Thursday, November 13, 2008

Long live the independent journalist

Like this Canadian reporter, I learned that you maintain independence as a reporter by keeping your dog out of the fight. That was hard for me. When I was in college, student activism led me to journalism.

Back then, the career choices were straight news or advocacy journalism. (I did both.) Now, there are a million variations. I find it very confusing.

Lots of people say good riddance to so-called objective journalism. But, sometimes I don’t care what the writer thinks. I just want the facts as carefully confirmed by a skillful reporter.

So, why would you be unable to report objectively on something if you have a public point of view? When I worked in NC, I explained it this way: Would you want someone who worked on the Jesse Helms campaign covering a meeting about diversity or abortion or affirmative action? (If you don’t know who Old Jess is, you should.) Do you want to read news from an antiwar activist embedded with the troops?

You might. I take a lot of my information served up with a point of view – usually one I agree with.

But, I still just want to read the news once in a while. Long live independence and objective voice!
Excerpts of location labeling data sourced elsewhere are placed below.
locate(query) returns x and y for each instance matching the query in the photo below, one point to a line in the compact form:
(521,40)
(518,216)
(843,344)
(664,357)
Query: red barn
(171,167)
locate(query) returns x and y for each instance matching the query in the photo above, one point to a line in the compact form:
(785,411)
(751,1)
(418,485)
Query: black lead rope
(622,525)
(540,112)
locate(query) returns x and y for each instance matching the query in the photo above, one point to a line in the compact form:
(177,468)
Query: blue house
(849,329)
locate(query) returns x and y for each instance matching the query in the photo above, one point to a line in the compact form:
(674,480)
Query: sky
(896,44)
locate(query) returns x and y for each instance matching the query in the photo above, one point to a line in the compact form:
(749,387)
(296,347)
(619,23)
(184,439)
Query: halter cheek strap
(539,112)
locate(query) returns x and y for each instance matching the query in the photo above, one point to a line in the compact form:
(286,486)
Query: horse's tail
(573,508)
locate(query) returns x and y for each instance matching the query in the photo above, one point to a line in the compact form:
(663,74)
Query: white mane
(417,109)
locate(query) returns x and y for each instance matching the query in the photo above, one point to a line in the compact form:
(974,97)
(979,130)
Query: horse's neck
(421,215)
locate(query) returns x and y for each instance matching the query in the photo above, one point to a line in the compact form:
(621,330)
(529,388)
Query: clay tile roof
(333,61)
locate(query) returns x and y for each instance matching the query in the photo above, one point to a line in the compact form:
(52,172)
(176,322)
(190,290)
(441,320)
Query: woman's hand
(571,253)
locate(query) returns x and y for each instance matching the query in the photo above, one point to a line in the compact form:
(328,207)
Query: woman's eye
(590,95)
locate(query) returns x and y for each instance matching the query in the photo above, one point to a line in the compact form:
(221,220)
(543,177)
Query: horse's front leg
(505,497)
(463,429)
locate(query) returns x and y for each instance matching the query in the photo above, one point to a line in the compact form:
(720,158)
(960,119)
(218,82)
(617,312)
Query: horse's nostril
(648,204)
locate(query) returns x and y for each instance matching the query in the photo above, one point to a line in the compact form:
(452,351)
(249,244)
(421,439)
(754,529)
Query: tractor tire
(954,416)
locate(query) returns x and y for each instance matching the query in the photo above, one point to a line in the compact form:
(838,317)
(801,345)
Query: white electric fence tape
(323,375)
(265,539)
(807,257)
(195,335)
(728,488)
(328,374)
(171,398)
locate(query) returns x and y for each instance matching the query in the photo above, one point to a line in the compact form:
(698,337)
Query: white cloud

Dave Sommer's National Post blog item got me thinking about all this:

I started journalism school at 18, and for nearly a decade after that I stayed studiously neutral even while away from work. No petitions, no demonstrations, no passing on e-mail chain-letters from relatives concerned about the Middle East. I’d made a choice — I was a journalist now, and my private life required me to make certain commitments outside the office not expected of other people. It wasn’t until I eventually left the daily news grind that I felt liberated — free from my duty to simply report the news instead of making it or cheering it on.
That’s why this week and last I’ve been disgusted at the rampantly tacky and flagrantly unethical posts on the Facebook pages of working journalists I know in Toronto and around the country.
Unabashed in their cheering at Barack Obama’s victory in the U.S. presidential elections, they’re giving me ample reason to think the foaming-mouth conservatives who decry the “liberal media” aren’t so crazy after all.